Pizzelles| Christy Rost
- 1 cup unsalted butter, softened
- 1 ½ cups sugar
- 6 eggs
- 2 ½ teaspoons anise extract
- 3 ½ cups flour
- 4 teaspoons baking powder
- ¾ cup sifted confectioners’ sugar, for garnish
In the large bowl of an electric mixer, cream butter and sugar until light and fluffy. Add eggs, beating well after each addition. Stir in anise extract.
In a medium bowl, stir together flour and baking powder. Gradually stir the flour mixture into the creamed mixture to form a very soft dough.

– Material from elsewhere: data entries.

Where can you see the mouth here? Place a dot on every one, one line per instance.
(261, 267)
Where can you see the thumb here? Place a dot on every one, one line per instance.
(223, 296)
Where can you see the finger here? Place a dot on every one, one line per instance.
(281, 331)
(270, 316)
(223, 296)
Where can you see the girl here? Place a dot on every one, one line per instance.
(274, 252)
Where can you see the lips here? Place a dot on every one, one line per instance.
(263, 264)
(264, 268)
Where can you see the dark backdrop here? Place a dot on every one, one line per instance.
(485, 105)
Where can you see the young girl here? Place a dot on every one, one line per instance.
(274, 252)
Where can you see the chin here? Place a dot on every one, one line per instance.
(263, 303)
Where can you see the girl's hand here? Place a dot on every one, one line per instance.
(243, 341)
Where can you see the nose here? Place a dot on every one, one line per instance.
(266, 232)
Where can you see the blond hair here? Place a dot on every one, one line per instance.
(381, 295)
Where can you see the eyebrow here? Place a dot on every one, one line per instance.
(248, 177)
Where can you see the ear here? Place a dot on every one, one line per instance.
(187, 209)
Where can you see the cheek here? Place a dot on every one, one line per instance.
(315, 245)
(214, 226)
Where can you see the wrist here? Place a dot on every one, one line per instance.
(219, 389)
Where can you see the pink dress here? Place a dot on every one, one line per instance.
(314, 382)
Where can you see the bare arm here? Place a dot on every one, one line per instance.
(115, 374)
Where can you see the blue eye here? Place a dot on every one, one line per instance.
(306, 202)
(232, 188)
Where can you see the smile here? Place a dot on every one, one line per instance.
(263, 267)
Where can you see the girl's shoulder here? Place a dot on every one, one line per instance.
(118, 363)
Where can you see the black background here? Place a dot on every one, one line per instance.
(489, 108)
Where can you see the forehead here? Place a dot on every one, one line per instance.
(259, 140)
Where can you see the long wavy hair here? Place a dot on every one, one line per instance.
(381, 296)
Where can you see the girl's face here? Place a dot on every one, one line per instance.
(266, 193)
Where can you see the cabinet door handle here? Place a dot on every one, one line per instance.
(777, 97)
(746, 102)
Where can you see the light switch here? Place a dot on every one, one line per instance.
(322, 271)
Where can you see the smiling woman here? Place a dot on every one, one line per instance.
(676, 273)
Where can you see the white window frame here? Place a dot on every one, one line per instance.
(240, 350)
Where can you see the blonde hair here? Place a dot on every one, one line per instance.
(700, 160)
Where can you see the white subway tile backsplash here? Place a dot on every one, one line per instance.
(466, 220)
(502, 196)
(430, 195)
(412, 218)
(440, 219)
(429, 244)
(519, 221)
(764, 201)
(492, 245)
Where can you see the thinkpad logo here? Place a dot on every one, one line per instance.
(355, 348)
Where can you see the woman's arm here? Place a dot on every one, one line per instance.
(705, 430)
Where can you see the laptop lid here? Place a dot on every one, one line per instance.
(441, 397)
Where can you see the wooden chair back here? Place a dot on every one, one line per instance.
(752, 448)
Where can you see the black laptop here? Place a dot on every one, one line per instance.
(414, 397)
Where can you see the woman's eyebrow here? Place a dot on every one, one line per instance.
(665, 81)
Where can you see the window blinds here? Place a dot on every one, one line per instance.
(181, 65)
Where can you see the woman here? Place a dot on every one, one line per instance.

Lightly grease a pizzelle iron and heat it according to manufacturer’s instructions. Drop a heaping teaspoon of dough on each pizzelle design and close the lid. Bake the cookies approximately 1 minute, or until pizzelles are golden in color. Do not brown.
Open the pizzelle iron and remove each cookie by lifting the edge with a fork. Transfer the cookies to a dish towel covered with paper towels to absorb moisture. Cool 30 seconds. Paper towels will become damp with steam and will have to be replaced periodically. Transfer cookies to another set of paper towels and dust lightly with confectioners’ sugar. Transfer sugared pizzelles to wire racks to dry and finish cooling.
To store the cookies, place a small square of parchment or wax paper between each cookie and stack them in large coffee cans or cookie tins. Cover tightly and store up to several weeks. The anise flavor develops after 24 hours.